Los Joad y los Wilson aparcaron junto al río, y sentados en los vehículos contemplaron el fluir del agua deliciosa y las cañas verdes agitadas con suavidad por la corriente. Había un pequeño campamento a la orilla del río, once tiendas cerca del agua, y la hierba del suelo estaba anegada. Tom sacó la cabeza por la ventana del camión:

—¿Le importa si paramos aquí un rato?

Una mujer corpulenta que restregaba ropas en un cubo levantó la vista.

—No es nuestro, oiga. Pare si quiere. Ahora bajará un policía para echarles una ojeada —y volvió a restregar la ropa bajo el sol.

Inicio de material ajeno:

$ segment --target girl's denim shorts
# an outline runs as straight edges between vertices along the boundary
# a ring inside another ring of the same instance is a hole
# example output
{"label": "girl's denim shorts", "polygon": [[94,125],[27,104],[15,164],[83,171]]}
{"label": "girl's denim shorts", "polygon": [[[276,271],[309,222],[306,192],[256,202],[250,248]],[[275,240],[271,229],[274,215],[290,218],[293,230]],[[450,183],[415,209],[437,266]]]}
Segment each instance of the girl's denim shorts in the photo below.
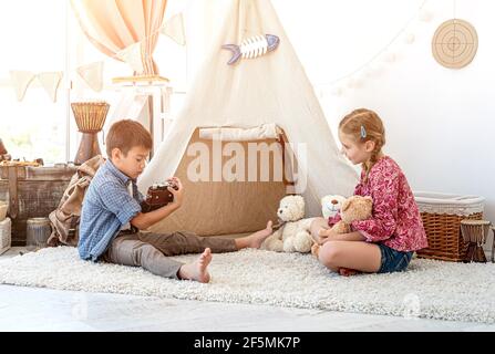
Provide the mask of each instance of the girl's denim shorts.
{"label": "girl's denim shorts", "polygon": [[392,273],[404,271],[414,252],[396,251],[383,243],[378,243],[380,251],[382,252],[382,263],[379,269],[379,273]]}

Los dos vehículos se estacionaron en un claro de la hierba anegada. Sacaron las tiendas, montaron la de los Wilson, estiraron la lona encerada de los Joad sobre la cuerda.

Winfield y Ruthie caminaron despacio entre los sauces hacia el cañaveral.

Ruthie dijo con suave vehemencia:

—California. Esto es California y nosotros estamos aquí.

Winfield rompió una espadaña, la retorció hasta arrancarla, se metió la blanca pulpa en la boca y la mascó. Se metieron en el río y se quedaron de pie en silencio, con el agua por las pantorrillas.

—Aún nos queda el desierto —dijo Ruthie.

—¿Cómo es el desierto?

—No lo sé. Una vez vi unas fotos de un desierto. Había huesos por todas partes.

—¿Huesos de hombre?

—Supongo que algunos sí, pero la mayoría eran de vaca.

—¿Podremos ver los huesos?

—Puede. No sé. Vamos a cruzar el desierto de noche. Eso es lo que dijo Tom. Tom dice que nos podemos abrasar vivos si lo atravesamos de día.

—¡Qué buena está, está fresquita! —dijo Winfield, mientras enterraba los dedos de los pies en la arena del fondo.

Oyeron a Madre llamar:

—Ruthie, Winfield, venid para acá.

Dieron la vuelta y regresaron caminando lentamente a través de las cañas y los sauces.

Las otras tiendas estaban en silencio. Por un momento, al llegar los coches, algunas cabezas se habían asomado entre las lonas y luego se habían retirado. Ahora las tiendas de las familias estaban levantadas y los hombres reunidos.

Tom dijo:

—Voy a bajar a bañarme. Eso es lo que voy a hacer, antes de irme a dormir.

—¿Cómo está la abuela desde que la instalamos en la tienda?

—No lo sé —respondió Padre—. No conseguí despertarla —ladeó la cabeza hacia la tienda. Un balbuceo quejoso salía de la lona. Madre entró rápida en la tienda.

—Pues ahora ya lo creo que se ha despertado —dijo Noah— Se pasó casi toda la noche refunfuñando en el camión. Se ha vuelto loca.

—Maldita sea —dijo Tom—. Está agotada. Si no consigue descansar pronto no va a durar mucho. Sólo está agotada. ¿Viene alguien conmigo? Me voy a lavar y voy a dormir a la sombra todo el día —se alejó, los demás hombres le siguieron. Se desnudaron en los sauces y después se metieron en el agua y se sentaron. Permanecieron así mucho rato, abrazándose las piernas, con los talones clavados en la arena y solo la cabeza sobresaliendo por encima del agua.

—¡Dios!, cómo lo necesitaba —exclamó Al. Tomó un puñado de arena del fondo y se frotó con ella. Desde el agua miraron los agudos picos llamados Needles y las montañas de roca blanca de Arizona.